(Le président Sossa envisage une solution légale)
A la faveur d’un séminaire sur le dialogue entre juge de la constitutionnalité et juge de la légalité organisé à Cotonou cette semaine, le président de la Cour constitutionnelle en a profité pour poser l’épineuse question de la garde à vue et la détention provisoire abusives au Bénin pour laquelle la Cour constitutionnelle est souvent saisie. « C’est une question qui me hante. Je la partage avec vous. Aucune solution légale n’est-elle envisageable pour prévenir la garde à vue et la détention provisoire abusive? Est-ce que les prisonniers doivent rester là et toujours saisir la Cour constitutionnelle? On m’a oublié depuis 15 ans en prison sans jugement. Je suis en détention préventive depuis 7 ans et mon dossier est oublié. On ne m’appelle pas », a déploré Dorothé Sossa. Ci-dessous, des extraits de ses propos.

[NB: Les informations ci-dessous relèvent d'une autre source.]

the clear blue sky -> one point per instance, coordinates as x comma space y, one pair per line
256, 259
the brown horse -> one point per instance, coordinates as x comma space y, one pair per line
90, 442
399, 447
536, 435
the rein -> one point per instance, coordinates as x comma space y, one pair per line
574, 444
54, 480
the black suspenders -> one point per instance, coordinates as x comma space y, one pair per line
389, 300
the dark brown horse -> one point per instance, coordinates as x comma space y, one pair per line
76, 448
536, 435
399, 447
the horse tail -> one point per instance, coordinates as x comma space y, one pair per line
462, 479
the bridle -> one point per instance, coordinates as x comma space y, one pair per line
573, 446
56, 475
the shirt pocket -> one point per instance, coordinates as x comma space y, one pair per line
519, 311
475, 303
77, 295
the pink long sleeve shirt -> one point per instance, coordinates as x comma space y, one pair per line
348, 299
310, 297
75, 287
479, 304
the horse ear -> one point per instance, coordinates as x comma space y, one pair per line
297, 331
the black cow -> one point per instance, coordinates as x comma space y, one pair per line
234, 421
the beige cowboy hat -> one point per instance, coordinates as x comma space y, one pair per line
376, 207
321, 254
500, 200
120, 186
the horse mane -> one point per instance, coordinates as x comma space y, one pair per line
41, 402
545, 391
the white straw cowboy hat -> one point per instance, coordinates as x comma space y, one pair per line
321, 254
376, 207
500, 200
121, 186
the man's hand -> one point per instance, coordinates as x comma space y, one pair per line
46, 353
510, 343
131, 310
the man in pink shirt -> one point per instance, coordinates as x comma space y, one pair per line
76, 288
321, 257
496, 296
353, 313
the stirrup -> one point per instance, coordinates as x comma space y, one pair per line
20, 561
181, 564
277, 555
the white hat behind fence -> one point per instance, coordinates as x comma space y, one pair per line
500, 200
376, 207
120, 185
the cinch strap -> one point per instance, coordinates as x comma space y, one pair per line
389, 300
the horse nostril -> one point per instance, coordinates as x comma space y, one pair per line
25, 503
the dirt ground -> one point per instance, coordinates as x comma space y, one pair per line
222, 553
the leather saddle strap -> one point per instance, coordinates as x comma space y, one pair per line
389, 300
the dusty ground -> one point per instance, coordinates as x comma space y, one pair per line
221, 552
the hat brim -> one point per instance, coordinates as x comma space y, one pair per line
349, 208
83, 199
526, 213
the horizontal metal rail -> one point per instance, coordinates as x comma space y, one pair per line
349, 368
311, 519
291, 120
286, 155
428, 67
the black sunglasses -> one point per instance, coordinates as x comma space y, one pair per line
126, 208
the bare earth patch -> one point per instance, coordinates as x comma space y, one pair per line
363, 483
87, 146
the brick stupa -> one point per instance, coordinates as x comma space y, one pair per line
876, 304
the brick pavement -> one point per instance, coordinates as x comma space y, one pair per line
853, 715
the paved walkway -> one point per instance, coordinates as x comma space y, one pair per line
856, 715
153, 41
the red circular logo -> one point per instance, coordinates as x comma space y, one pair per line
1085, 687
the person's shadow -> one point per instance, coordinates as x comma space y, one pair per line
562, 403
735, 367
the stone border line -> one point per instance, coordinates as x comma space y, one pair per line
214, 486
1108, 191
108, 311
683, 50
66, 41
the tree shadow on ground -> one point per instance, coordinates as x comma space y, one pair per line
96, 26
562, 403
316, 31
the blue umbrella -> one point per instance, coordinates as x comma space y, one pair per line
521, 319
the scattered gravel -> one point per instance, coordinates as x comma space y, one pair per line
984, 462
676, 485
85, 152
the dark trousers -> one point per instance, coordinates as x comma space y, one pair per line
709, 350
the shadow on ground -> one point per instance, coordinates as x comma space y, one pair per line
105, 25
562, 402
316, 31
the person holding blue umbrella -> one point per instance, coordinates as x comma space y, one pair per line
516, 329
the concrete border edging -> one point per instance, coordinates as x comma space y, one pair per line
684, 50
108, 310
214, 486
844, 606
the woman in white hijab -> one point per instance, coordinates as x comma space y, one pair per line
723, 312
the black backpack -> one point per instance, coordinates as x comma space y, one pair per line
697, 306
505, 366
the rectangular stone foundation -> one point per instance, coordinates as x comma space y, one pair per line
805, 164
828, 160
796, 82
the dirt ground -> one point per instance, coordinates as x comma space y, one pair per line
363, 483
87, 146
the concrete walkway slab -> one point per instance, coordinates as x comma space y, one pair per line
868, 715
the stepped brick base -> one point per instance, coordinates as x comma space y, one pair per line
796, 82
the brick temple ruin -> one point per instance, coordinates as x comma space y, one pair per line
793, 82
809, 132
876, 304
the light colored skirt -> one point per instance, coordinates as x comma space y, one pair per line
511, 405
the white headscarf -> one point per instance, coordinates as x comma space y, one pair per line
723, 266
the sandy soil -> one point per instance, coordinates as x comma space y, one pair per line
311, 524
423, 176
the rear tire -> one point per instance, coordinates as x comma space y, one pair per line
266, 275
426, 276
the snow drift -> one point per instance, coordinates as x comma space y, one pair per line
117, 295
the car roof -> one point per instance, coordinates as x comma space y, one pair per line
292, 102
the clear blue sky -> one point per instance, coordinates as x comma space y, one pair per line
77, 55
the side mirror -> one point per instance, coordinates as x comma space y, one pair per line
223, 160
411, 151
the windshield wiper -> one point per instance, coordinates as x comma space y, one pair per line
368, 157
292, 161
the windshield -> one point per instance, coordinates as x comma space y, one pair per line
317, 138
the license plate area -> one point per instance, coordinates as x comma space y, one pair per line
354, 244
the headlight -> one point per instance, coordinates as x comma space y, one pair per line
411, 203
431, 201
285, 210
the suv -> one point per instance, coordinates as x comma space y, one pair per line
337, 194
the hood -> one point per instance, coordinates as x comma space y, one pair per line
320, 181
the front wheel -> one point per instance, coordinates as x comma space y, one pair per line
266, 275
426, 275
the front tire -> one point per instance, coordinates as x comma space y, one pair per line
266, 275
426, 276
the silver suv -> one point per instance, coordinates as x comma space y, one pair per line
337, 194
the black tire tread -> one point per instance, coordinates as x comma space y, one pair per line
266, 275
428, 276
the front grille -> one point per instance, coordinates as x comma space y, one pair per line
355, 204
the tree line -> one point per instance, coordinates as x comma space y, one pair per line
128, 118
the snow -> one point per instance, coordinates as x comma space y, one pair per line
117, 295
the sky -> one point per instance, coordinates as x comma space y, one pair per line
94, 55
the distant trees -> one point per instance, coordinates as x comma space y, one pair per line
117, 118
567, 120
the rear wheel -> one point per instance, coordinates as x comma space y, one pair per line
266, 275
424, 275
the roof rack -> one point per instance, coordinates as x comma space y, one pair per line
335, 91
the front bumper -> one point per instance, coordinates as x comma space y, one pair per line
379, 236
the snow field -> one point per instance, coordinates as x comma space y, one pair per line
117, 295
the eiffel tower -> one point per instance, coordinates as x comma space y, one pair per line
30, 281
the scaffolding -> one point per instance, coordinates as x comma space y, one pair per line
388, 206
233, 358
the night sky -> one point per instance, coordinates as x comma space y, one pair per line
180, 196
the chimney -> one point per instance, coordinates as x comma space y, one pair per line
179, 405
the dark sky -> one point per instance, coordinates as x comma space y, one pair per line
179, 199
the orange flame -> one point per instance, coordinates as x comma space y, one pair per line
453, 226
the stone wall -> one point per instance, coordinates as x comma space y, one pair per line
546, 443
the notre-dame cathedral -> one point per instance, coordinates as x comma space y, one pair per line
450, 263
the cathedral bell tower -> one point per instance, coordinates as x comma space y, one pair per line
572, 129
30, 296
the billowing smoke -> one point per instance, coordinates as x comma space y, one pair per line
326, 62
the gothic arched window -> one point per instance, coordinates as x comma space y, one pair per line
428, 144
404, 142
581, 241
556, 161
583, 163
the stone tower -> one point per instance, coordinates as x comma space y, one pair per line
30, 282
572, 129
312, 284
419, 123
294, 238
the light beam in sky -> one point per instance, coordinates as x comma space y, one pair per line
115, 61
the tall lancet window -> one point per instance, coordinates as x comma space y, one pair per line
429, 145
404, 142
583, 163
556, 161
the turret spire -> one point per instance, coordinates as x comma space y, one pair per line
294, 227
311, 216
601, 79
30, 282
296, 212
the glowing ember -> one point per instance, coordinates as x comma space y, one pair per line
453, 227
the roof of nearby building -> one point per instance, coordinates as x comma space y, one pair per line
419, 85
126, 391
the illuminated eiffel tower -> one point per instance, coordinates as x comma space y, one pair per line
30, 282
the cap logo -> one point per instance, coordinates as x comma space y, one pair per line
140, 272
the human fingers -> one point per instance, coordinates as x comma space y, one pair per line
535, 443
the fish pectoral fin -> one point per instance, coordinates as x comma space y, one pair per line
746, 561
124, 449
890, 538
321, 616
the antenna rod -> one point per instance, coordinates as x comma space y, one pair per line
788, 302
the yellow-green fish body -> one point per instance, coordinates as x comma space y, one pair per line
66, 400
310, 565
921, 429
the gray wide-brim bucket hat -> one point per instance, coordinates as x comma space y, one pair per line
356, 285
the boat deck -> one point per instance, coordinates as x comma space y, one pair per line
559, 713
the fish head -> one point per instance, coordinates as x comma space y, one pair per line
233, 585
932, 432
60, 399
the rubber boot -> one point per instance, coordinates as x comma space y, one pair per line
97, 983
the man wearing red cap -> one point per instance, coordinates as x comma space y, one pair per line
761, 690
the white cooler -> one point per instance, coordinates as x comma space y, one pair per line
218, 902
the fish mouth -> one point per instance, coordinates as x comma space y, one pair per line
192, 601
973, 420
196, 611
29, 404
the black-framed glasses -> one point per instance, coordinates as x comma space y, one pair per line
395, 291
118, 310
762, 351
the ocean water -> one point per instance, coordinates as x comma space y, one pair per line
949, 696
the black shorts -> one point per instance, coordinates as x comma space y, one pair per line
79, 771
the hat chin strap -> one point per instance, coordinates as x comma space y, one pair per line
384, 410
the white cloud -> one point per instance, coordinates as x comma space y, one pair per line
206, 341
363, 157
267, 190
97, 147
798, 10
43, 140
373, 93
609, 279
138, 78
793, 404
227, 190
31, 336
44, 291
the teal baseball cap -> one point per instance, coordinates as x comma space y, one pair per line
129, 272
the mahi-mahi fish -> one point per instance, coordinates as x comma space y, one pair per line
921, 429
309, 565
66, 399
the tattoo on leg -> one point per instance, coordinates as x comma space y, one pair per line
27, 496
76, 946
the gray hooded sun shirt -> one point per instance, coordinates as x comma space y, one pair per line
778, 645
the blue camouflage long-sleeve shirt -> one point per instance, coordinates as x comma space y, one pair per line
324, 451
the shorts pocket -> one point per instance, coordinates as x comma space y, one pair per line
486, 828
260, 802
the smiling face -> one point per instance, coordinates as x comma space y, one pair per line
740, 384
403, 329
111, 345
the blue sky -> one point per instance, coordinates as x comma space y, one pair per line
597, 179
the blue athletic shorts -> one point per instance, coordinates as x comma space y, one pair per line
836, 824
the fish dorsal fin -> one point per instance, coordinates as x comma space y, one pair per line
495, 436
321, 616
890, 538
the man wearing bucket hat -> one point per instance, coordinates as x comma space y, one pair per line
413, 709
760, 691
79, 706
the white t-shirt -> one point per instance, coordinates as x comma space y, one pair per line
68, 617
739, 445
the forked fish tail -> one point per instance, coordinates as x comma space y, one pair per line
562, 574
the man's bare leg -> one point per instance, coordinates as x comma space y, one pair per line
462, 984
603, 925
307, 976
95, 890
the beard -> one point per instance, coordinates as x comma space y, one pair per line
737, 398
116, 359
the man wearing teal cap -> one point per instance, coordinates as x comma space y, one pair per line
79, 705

«L’article 114 de la Constitution dispose que: la Cour constitutionnelle est la plus Haute juridiction de l’Etat en matière constitutionnelle. Elle est juge de la constitutionnalité de la loi et elle garantit les droits fondamentaux de la personne humaine et les libertés publiques. Elle est l’organe régulateur du fonctionnement des institutions et de l’activité des pouvoirs publics. De toutes les compétences de la Cour constitutionnelle ainsi énoncées, il y en a une pour laquelle l’intervention de celle-ci croise celle du juge de la légalité: la garantie des droits fondamentaux de la personne humaine et des libertés publique. En effet, l’article 3 alinéa 3 de la loi fondamentale prévoit que toute loi ou tout extrait, tout texte réglementaire et tout acte administratif contraire à ces dispositions sont nuls et non avenus. En conséquence, tout citoyen a le droit de se pourvoir devant la Cour constitutionnelle contre les lois, textes et actes présumés inconstitutionnels. Nos concitoyens ne se privent pas de se prévaloir de ce large accès à la Haute juridiction. Il y a des situations, des questions qui s’emparent du juge constitutionnel face au foisonnement des recours. Par exemple, est-il concevable que les droits fondamentaux soient invoqués à l’encontre d’un particulier? Nous le voyons couramment. Le citoyen non dépositaire d’un pouvoir public est-il débiteur des droits de l’homme? Je vous pose ces questions, Mesdames et Messieurs. Ne serait-il pas possible d’envisager que l’intervention du juge de la légalité précède celle du juge de la constitutionnalité chaque fois que le dossier l’autorise? C’est une question qui me hante. Je la partage avec vous. Aucune solution légale n’est-elle envisageable pour prévenir la garde à vue et la détention provisoire abusives? Est-ce que les prisonniers doivent rester là et toujours saisir la Cour constitutionnelle? On m’a oublié depuis 15 ans en prison sans jugement. Je suis en détention préventive depuis 7 ans et mon dossier est oublié. On ne m’appelle pas. Ne peut-on pas trouver d’autres solutions que de devoir saisir le juge constitutionnel ? Je partage ce questionnement avec vous. Avec notre dialogue avancé ce jour, nous pourrions me semble-t-il, générer la formation de jurisprudence compatible entre différentes juridictions, éviter les réponses inconciliables à une même question juridique, prévenir les conflits négatifs de compétences entre juridictions, faire converger l’interprétation des textes juridiques ».